Vergi ödemenizin nedeni de budur. Çünkü yöneticiler Tanrı'nın bu amaç için gayretle çalışan hizmetkârlarıdır.
7 Rendez à tous ce qui leur est dû; l'impôt, à qui est dû l'impôt; le tribut, à qui est dû le tribut; la crainte, à qui est due la crainte; l'honneur, à qui est dû l'honneur.
Herkese hakkını verin: Vergi hakkı olana vergi, gümrük hakkı olana gümrük, saygı hakkı olana saygı, onur hakkı olana onur verin.
8 Vous ne devez rien à personne, si ce n'est de vous aimer les uns les autres; car celui qui aime autrui a accompli la loi.
Birbirinizi sevmekten başka hiç kimseye bir şey borçlu olmayın. Çünkü başkalarını seven, Kutsal Yasa'yı yerine getirmiş olur.

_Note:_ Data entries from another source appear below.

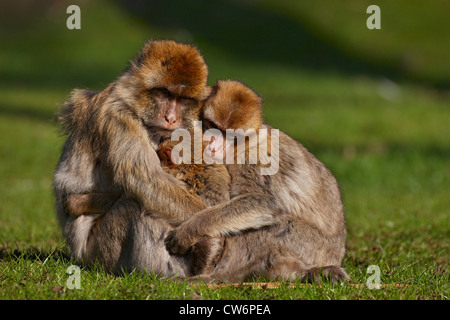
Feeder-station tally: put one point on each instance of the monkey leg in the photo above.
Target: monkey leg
(327, 273)
(290, 269)
(205, 253)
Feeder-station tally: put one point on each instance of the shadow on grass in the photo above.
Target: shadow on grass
(30, 113)
(34, 254)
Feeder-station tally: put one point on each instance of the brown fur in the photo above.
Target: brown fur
(112, 136)
(289, 225)
(210, 182)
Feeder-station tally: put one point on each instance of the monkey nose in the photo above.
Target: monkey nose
(170, 119)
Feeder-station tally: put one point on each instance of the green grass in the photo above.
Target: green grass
(324, 80)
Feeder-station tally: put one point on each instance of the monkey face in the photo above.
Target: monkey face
(232, 105)
(171, 110)
(171, 83)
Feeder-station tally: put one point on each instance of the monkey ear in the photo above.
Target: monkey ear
(167, 156)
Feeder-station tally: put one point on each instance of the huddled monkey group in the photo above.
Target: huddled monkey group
(123, 202)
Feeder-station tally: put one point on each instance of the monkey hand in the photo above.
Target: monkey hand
(179, 241)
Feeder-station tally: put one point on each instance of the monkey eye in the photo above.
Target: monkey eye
(164, 91)
(209, 124)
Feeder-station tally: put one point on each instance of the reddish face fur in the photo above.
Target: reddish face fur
(232, 105)
(177, 67)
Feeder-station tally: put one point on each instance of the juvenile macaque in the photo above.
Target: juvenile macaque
(287, 225)
(112, 137)
(210, 182)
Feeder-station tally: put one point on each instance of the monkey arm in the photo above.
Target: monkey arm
(136, 167)
(249, 211)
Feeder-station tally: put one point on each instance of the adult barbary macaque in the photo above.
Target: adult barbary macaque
(112, 136)
(288, 225)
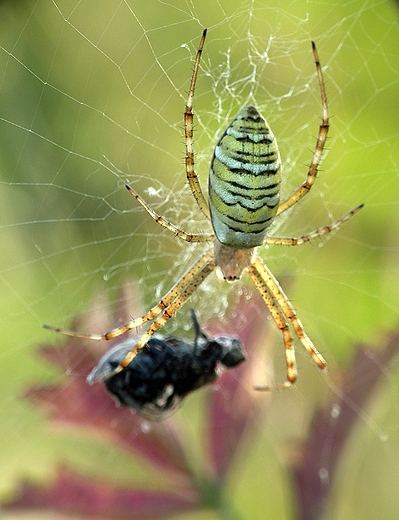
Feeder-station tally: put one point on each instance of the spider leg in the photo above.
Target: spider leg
(267, 283)
(178, 302)
(160, 220)
(285, 241)
(170, 296)
(188, 134)
(321, 140)
(281, 323)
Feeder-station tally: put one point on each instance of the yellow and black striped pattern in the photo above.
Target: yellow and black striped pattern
(244, 181)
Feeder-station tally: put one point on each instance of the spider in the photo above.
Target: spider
(168, 369)
(244, 198)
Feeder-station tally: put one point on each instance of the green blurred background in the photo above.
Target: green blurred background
(92, 98)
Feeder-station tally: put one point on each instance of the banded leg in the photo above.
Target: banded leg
(281, 323)
(188, 237)
(188, 134)
(321, 141)
(270, 283)
(170, 296)
(167, 314)
(285, 241)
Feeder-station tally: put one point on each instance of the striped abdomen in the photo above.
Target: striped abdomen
(244, 181)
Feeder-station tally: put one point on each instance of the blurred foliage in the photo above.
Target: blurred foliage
(91, 98)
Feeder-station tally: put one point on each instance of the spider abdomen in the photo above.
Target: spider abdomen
(244, 181)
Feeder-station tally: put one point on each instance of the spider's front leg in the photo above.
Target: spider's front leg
(282, 310)
(196, 279)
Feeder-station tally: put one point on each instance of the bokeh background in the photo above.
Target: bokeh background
(91, 98)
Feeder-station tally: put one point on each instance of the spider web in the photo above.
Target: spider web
(91, 99)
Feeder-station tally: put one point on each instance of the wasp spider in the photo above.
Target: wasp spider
(244, 199)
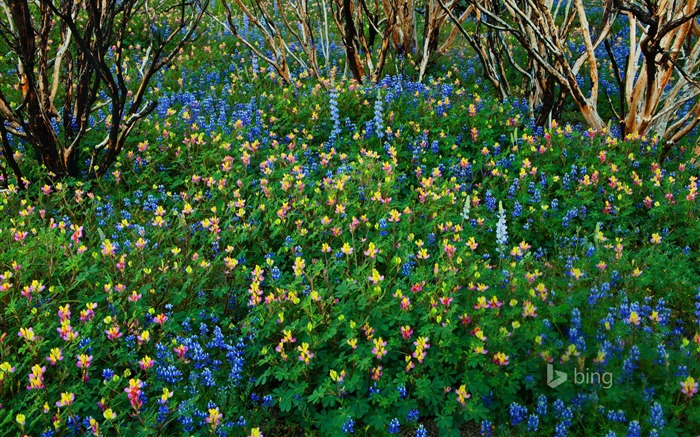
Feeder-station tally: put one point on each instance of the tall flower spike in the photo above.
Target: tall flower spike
(467, 208)
(378, 119)
(501, 229)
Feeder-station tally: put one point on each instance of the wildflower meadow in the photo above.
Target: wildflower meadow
(327, 256)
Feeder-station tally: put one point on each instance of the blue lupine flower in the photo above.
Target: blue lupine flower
(394, 426)
(533, 423)
(634, 430)
(517, 413)
(656, 417)
(349, 426)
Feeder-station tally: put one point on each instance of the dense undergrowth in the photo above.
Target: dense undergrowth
(367, 259)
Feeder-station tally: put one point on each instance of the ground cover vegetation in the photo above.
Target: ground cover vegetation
(342, 218)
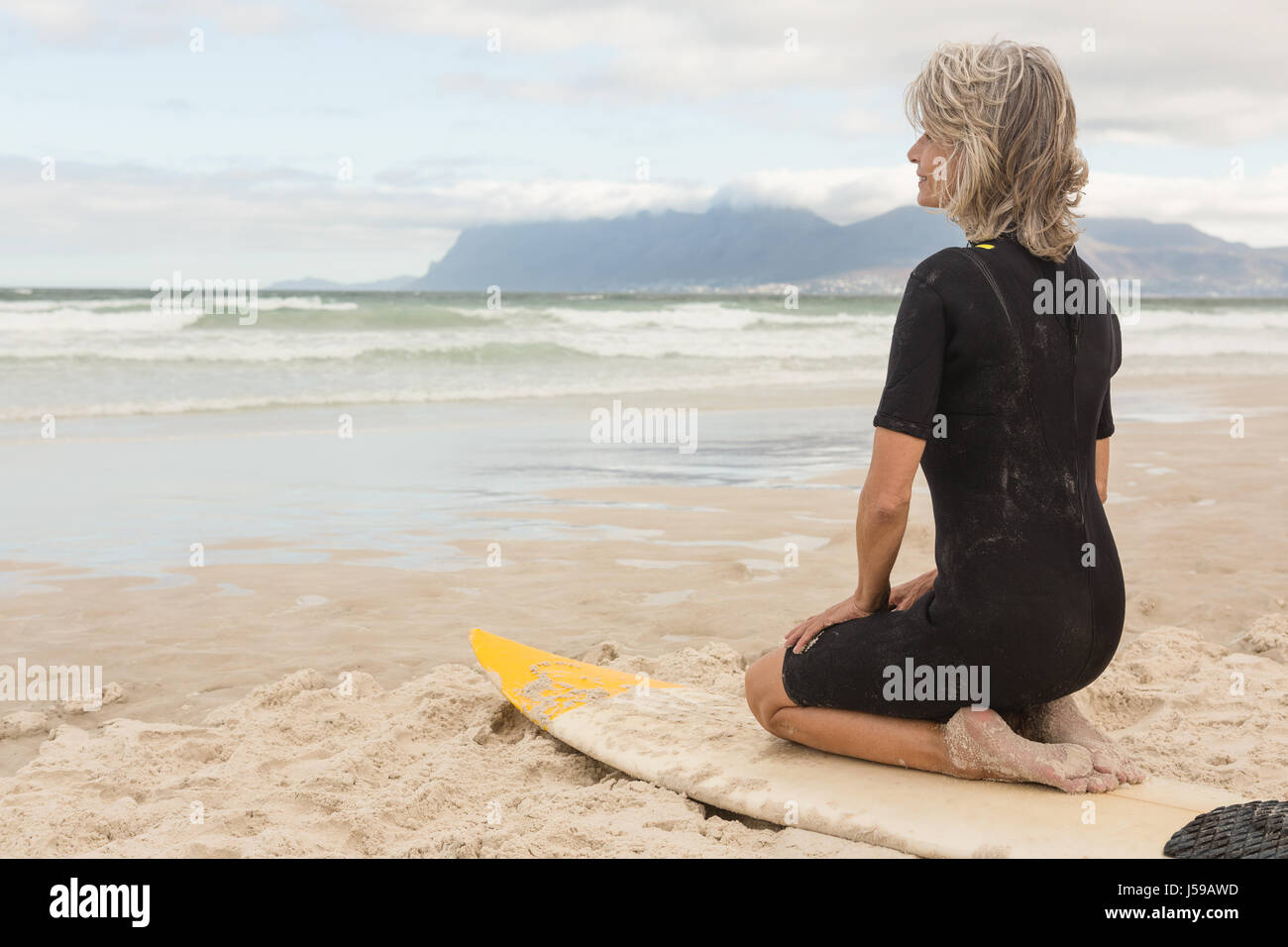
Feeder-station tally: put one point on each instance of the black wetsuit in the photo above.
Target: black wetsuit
(1010, 403)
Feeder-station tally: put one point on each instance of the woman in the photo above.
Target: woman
(999, 388)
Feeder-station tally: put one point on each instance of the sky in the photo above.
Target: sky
(353, 140)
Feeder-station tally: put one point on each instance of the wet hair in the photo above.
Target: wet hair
(1006, 112)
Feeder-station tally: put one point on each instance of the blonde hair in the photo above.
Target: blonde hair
(1008, 114)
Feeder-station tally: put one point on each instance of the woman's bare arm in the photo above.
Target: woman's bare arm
(1103, 468)
(884, 513)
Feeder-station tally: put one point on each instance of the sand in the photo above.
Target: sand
(336, 711)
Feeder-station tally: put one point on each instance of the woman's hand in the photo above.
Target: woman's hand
(803, 634)
(903, 595)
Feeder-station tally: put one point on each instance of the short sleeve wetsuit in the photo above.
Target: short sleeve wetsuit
(1008, 382)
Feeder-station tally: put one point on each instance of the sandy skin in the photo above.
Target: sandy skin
(1052, 745)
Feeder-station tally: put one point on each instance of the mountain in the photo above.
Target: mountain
(760, 249)
(728, 249)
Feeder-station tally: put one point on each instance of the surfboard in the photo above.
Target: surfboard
(708, 748)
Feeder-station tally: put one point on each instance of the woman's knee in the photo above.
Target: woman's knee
(764, 688)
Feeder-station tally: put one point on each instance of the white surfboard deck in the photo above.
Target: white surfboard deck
(708, 748)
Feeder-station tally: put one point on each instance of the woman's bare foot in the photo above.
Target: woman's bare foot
(982, 746)
(1060, 722)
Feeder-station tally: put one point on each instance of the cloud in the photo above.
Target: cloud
(274, 223)
(1150, 71)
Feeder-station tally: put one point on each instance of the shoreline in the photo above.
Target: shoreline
(691, 582)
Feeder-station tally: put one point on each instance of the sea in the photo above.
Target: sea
(389, 420)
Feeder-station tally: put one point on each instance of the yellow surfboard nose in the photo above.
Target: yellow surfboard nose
(542, 684)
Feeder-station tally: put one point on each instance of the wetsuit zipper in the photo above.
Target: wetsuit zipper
(1080, 482)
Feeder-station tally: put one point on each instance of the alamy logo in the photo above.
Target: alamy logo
(651, 425)
(207, 296)
(75, 899)
(915, 682)
(1078, 296)
(81, 684)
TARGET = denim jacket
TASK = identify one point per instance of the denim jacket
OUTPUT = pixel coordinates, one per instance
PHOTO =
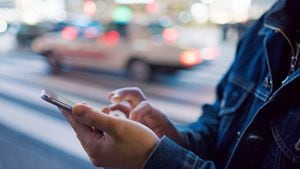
(255, 120)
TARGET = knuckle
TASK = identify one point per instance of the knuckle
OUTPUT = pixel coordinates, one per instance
(95, 162)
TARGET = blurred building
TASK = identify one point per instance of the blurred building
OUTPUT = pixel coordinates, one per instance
(167, 11)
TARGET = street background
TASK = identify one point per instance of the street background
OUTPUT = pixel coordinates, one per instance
(33, 134)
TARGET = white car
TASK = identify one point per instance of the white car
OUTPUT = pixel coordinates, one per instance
(123, 47)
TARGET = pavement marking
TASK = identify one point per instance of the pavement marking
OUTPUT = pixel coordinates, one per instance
(41, 127)
(177, 112)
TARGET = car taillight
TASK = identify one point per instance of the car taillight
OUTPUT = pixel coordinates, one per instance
(210, 53)
(190, 58)
(69, 33)
(111, 37)
(170, 35)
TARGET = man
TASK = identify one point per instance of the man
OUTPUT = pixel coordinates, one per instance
(254, 122)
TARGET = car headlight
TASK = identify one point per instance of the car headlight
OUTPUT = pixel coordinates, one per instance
(190, 58)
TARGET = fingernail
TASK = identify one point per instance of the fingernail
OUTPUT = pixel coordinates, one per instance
(115, 99)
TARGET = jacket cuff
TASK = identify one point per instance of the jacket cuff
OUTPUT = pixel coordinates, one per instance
(168, 154)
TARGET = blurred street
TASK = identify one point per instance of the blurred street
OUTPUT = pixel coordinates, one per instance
(175, 51)
(36, 135)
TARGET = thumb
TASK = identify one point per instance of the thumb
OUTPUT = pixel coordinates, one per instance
(93, 118)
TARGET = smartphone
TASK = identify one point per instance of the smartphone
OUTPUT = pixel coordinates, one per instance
(57, 100)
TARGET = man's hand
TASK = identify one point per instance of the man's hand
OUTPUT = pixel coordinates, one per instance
(111, 141)
(140, 110)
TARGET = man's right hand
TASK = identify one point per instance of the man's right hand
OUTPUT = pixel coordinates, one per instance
(140, 110)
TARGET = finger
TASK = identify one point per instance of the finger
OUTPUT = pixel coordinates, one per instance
(140, 110)
(133, 95)
(82, 131)
(90, 117)
(105, 109)
(120, 107)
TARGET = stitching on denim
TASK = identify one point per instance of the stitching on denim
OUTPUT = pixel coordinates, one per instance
(260, 96)
(277, 158)
(235, 79)
(282, 146)
(238, 104)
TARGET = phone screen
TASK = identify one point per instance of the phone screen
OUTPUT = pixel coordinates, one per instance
(57, 100)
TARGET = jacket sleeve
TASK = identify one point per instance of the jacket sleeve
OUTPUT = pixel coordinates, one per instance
(169, 155)
(200, 137)
(199, 141)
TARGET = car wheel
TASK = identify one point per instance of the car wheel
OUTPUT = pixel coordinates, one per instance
(140, 71)
(54, 63)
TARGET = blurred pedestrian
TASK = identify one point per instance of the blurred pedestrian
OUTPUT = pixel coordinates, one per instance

9 En effet les commandements: « Tu ne commettras point d'adultère, tu ne tueras point, tu ne déroberas point, tu ne convoiteras point, » et tout autre qu'on pourrait citer, se résument dans cette parole: « Tu aimeras ton prochain comme toi-même. »
“Zina etmeyeceksin, adam öldürmeyeceksin, çalmayacaksın, başkasının malına göz dikmeyeceksin” buyrukları ve bundan başka ne buyruk varsa, şu sözde özetlenmiştir: “Komşunu kendin gibi seveceksin.”
10 La charité ne pratique pas le mal envers le prochain; la charité est donc l'accomplissement de la loi.
Seven kişi komşusuna kötülük etmez. Bu nedenle sevmek Kutsal Yasa'yı yerine getirmektir.
11 Cela importe d'autant plus que, connaissant les circonstances, vous savez que c'est le moment de vous réveiller enfin du sommeil; car maintenant le salut est plus près de nous que quand nous avons cru,
Bunu, yaşadığınız zamanın bilincinde olarak yapın. Artık sizin için uykudan uyanma saati gelmiştir. Çünkü şu anda kurtuluşumuz ilk iman ettiğimiz zamankinden daha yakındır.
12 la nuit s'avance et le jour s'approche. Dépouillons-nous donc des œuvres des ténèbres, et revêtons les armes de la lumière;
Gece ilerledi, gündüz yaklaştı. Bunun için karanlığın işlerini üzerimizden atıp ışığın silahlarını kuşanalım.
13 conduisons-nous convenablement, comme en plein jour, fuyant les excès et les orgies, le libertinage et les débauches, les disputes et les jalousies.
Kendimizi çılgınca eğlenceye ve sarhoşluğa, ahlaksızlığa ve sefahate, çekişmeye ve kıskançlığa kaptırmayalım. Gün ışığında olduğu gibi, saygın bir yaşam sürelim.
14 Revêtez-vous au contraire de Christ-Jésus, et ne soignez pas la chair de manière à éveiller ses convoitises.
Rab İsa Mesih'i kuşanın. Benliğinizin tutkularına uymayı düşünmeyin.